SFW is a tactical area weapon used against massed stationary or moving armor and ground vehicles.

The munitions dispenser contains a payload of 10 BLU-108 submunitions, each containing four skeet-shaped copper disks totaling 40 lethal, target-seeking projectiles. The skeet’s active laser and passive IR sensors can detect a vehicle’s shape and IR signature; if no target is detected, the warhead detonates at a preset time. Primary targets are massed tanks, armored personnel carriers, and other self-propelled targets.

SFW can be delivered from high altitude and in adverse weather. It debuted in combat in Iraq in 2003. DOD ceased cluster munition procurement in 2007 and has only employed the weapons in combat once since 2003.

CBU-105 was the only standard USAF cluster munition that met the less-than-one-percent failure rate previously mandated by DOD for use beyond 2018. DOD has since reversed course, retaining existing weapons for deterrence on the Korean Peninsula.

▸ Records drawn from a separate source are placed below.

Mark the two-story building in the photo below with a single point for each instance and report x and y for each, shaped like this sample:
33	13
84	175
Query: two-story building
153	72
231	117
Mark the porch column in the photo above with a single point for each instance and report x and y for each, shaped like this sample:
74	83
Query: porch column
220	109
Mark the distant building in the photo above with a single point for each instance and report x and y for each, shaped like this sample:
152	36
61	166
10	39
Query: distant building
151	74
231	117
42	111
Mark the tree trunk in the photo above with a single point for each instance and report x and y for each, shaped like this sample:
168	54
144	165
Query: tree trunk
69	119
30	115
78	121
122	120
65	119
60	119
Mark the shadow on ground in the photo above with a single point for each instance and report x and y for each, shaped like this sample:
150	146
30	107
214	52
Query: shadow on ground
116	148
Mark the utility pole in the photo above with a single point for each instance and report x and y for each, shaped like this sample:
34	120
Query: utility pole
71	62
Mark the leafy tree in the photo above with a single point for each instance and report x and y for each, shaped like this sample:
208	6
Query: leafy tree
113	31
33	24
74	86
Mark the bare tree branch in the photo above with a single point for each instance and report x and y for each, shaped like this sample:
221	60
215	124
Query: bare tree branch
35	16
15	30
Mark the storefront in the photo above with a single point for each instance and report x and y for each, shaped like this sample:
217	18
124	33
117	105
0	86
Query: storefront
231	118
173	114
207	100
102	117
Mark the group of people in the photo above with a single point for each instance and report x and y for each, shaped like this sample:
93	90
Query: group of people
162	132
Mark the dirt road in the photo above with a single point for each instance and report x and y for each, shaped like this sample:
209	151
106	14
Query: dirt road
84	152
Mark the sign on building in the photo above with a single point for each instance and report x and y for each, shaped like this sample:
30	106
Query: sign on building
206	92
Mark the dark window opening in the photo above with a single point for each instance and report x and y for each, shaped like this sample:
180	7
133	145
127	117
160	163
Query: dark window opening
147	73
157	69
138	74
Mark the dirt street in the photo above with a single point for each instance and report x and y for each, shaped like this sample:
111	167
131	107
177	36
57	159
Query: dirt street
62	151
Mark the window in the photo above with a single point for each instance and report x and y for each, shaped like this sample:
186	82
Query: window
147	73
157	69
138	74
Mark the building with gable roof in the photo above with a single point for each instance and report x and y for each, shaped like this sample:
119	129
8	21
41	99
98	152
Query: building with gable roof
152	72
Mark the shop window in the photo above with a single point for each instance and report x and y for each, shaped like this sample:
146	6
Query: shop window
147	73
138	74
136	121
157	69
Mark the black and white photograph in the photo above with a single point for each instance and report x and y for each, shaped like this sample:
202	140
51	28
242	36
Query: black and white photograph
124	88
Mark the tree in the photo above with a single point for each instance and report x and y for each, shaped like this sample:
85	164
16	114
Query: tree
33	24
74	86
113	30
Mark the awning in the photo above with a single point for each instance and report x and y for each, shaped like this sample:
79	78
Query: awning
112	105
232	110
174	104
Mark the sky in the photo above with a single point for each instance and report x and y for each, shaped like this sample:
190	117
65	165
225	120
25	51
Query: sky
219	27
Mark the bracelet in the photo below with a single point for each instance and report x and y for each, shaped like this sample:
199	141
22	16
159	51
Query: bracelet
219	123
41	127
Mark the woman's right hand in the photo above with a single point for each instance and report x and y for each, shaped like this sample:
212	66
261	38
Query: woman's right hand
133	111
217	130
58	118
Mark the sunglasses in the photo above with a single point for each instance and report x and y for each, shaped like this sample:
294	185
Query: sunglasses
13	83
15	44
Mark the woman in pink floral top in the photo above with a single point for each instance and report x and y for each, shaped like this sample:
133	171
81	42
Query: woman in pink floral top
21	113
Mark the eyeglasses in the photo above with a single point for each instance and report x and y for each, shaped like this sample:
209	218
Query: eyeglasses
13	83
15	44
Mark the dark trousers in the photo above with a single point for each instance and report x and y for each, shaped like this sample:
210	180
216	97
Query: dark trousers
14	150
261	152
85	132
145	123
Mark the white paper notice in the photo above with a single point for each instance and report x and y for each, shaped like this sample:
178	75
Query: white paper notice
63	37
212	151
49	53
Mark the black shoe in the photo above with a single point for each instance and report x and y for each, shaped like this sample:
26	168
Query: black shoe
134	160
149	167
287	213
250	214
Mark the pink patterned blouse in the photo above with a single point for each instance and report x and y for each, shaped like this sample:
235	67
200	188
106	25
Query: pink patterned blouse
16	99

USAF is now testing the 2,000 lb-class Next Generation Area Attack Weapons (NGAAW) which replaces explosive submunitions with a high-fragmentation warhead, reducing the risk of unexploded munitions injuring noncombatants.

Contractor: Textron Systems.
First Flight: Circa 1990.
IOC: 1997.
Active Variant: •CBU-105. CBU-97 casing with Wind-Corrected Munitions Dispenser (WCMD) tail kit.
Dimensions: Length 7.7 ft, diameter 15 in.
Performance: Delivers 40 lethal projectiles over an area of about 500 ft x 1,200 ft.
Guidance: IR targeting in each warhead; INS (via WCMD tail kit predispersal) and GPS-data (via aircraft, prerelease).
Warhead: Shaped charge and blast fragmentation.
Integration: A-10C, B-1B, B-52H, F-15E; F-16C/D, (tested on MQ-9).